This jupyter notebook compares 2 csv files of publication metadata pulled from Elsevier's Pure RIMS to isolate deleted records and write them out to a csv file for review. Please note that we're using the reporting module to pull research output data from pure which has determined the sort of odd data structure. You can get this same information from the Pure API--we just went the quick and dirty route with this one! If you end up using the API, please share!
I've included 2 datasets from WashU's Research Profiles captured on 2 different dates (20250327 and 20250402) so you can see how this program works and run it using our data if you don't have access to the reporting module.
First, create a subfolder in the same directory you're saving your Python script in. This folder will contain all the research output data held in Pure at a particular point in time. I've named mine 20250320_ros.
Next, you'll need to populate your folder with data. We gather publication metadata using the reporting module in Pure. If you do not have access to the reporting module, you can still produce a list of research outputs using the Pure API.
- Go into the reporting module in Pure.
- For your driver, select "Research Outputs."
- For fields, select the "Pure ID" field and the title field.
- Next, add another sheet. While we could add all the fields we're interested in to this one sheet, the file would be too large to download. Creating separate sheets for each piece of metadata of interest and joining them together on common Pure ID fields will allow you to download large amounts of metadata relatively quickly.
You'll need to create a single sheet and repeat this process for each piece of metadata you're interested in. for example, if you want to know the publication year of an RO, you should create a new sheet, select the "Pure ID" and the "year" for your metadata. This particular notebook is set up to analyze the following fields:
- title : select Pure ID and Title
- year: select Pure ID and Year
- publisher: select Pure ID Publisher
- issn: select Pure ID and Journal ISSN (if there is no ISSN this will be left blank)

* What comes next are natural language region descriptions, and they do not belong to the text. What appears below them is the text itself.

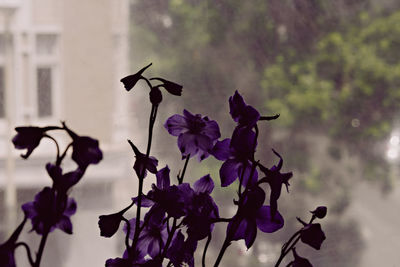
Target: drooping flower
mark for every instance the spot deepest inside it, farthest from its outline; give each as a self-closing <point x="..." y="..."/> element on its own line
<point x="276" y="179"/>
<point x="131" y="80"/>
<point x="244" y="115"/>
<point x="165" y="197"/>
<point x="155" y="96"/>
<point x="109" y="224"/>
<point x="252" y="215"/>
<point x="136" y="259"/>
<point x="62" y="182"/>
<point x="143" y="163"/>
<point x="182" y="251"/>
<point x="236" y="153"/>
<point x="171" y="87"/>
<point x="299" y="261"/>
<point x="85" y="149"/>
<point x="7" y="258"/>
<point x="50" y="210"/>
<point x="196" y="134"/>
<point x="29" y="138"/>
<point x="154" y="234"/>
<point x="200" y="207"/>
<point x="312" y="235"/>
<point x="320" y="212"/>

- journal title: select Pure ID and Journal Title (if there is no Journal Title this will be left blank)
- dois: select Pure ID and DOIs(Digital Object Identifiers)

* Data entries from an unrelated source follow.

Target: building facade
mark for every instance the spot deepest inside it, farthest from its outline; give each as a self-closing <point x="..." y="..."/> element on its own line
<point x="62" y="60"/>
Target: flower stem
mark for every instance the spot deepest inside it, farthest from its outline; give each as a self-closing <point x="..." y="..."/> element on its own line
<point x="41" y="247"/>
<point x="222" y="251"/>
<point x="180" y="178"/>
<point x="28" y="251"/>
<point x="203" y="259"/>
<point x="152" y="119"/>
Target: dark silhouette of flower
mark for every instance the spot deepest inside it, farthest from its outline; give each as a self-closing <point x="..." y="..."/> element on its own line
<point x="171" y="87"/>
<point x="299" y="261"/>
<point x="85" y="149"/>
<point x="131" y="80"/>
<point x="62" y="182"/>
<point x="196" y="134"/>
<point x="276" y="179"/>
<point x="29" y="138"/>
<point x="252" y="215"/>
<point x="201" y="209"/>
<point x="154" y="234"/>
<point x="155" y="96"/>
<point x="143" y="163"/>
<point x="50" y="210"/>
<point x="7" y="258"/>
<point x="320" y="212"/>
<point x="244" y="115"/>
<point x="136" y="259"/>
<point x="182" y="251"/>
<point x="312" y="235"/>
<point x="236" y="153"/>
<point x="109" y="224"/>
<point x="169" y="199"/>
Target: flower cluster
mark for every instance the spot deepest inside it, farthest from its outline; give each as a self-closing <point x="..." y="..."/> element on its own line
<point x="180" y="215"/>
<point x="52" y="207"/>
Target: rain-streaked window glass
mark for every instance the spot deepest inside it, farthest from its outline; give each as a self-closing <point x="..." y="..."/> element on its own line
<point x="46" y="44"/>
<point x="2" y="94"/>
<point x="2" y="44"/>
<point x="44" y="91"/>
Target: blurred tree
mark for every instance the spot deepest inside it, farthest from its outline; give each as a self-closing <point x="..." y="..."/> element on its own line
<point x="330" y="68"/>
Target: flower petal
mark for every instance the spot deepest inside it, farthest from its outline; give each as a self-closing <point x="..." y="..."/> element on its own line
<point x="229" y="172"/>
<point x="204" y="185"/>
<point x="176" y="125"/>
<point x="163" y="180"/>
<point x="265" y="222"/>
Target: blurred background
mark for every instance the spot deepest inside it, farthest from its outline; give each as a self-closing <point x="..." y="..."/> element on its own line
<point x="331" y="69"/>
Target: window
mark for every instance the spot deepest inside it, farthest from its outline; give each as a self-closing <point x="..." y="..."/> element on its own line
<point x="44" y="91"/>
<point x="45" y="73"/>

- created_date: select Pure ID and created date
- last_modified: select Pure ID and Last modified date
- scopus_id: select Pure ID and Publication import ID (note that if imported from a source other than scopus, this will not be a scopus ID)
- qabo_id: select Pure ID and Additional source IDs- make sure that you select "Wide Preview"

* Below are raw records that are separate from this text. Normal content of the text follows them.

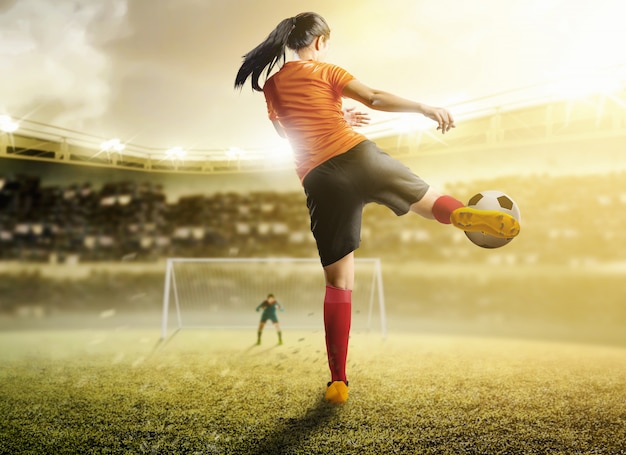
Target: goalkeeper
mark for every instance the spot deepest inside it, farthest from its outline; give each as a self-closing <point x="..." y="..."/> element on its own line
<point x="269" y="306"/>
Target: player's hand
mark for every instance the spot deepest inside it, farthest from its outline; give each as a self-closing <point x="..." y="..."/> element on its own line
<point x="356" y="118"/>
<point x="441" y="116"/>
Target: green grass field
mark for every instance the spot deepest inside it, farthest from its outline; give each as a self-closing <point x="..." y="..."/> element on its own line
<point x="209" y="392"/>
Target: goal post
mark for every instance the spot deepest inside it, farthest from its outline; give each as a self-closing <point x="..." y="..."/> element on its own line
<point x="205" y="293"/>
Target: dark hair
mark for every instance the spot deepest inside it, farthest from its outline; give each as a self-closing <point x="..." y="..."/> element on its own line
<point x="293" y="33"/>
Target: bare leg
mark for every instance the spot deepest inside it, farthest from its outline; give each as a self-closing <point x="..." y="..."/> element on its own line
<point x="280" y="334"/>
<point x="260" y="330"/>
<point x="340" y="274"/>
<point x="424" y="207"/>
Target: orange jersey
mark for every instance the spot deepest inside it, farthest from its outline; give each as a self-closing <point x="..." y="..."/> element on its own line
<point x="305" y="98"/>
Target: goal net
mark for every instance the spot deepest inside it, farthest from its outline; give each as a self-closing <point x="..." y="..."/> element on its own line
<point x="224" y="293"/>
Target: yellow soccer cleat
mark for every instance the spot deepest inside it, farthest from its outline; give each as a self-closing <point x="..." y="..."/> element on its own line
<point x="337" y="392"/>
<point x="491" y="222"/>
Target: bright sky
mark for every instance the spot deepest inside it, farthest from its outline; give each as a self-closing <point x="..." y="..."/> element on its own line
<point x="159" y="73"/>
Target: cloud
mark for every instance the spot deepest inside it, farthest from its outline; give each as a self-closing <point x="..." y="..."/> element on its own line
<point x="51" y="54"/>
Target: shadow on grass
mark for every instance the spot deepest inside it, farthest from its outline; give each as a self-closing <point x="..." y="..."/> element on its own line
<point x="295" y="431"/>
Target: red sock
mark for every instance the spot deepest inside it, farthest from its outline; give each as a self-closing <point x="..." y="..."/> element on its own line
<point x="337" y="318"/>
<point x="443" y="208"/>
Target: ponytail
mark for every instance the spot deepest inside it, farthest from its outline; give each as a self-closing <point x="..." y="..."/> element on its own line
<point x="292" y="33"/>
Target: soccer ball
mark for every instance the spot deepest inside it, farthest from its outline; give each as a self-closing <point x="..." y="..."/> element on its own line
<point x="492" y="200"/>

- persons: select Pure ID and Person- make sure that you select "Wide Preview"
After you create a sheet, export it to csv file and save it in the subdirectory you created in the above step.
If you don't have access to the reporting module you should be able to pull metadata from the API. You'll want to pull the same information outlined above from every research output in your instance. You can save these to individual CSV files as detailed above. For example, send a get call to the API asking it to return every RO with its pure ID and doi, and save the results to a csv file.
Wait a week or until you run another QABO job. Then, create another subdirectory in the same directory you've saved your python script. I've named mine 20250327_ros. Then, populate the new directory with data using your prefered method outlined above. Now you're ready to run the Python script and compare the publication data in your Pure instance after the QABO job runs.
Launch the jupyter notebook. To do so, you'll need to have jupyter, pandas, and the OS library installed in a virtual environment on your machine. Prior to executing the cells, make sure you set the this_dir variable equal to the path on your computer where you've saved the subdirectories containing the publication csv files.
Before you run the cells under the Compare QABO Results header, make sure to set up the past_qabo variable equal to the csv file of the compiled data from the past QABO job you created in the above section of the notebook, i.e. 20250327_ros.csv. Likewise, the current_qabo should be generated from the compiled data from the current QABO job created in the above section, i.e., 20250402_ros.csv.
Continue running the notebook to generate a dataframe of research outputs that were present in the past_qabo log but are missing in the current_qabo log. These entries represent Pure IDs that have been removed from the system between QABO logs. You'll want to investigate these further to understand their deletion from the system.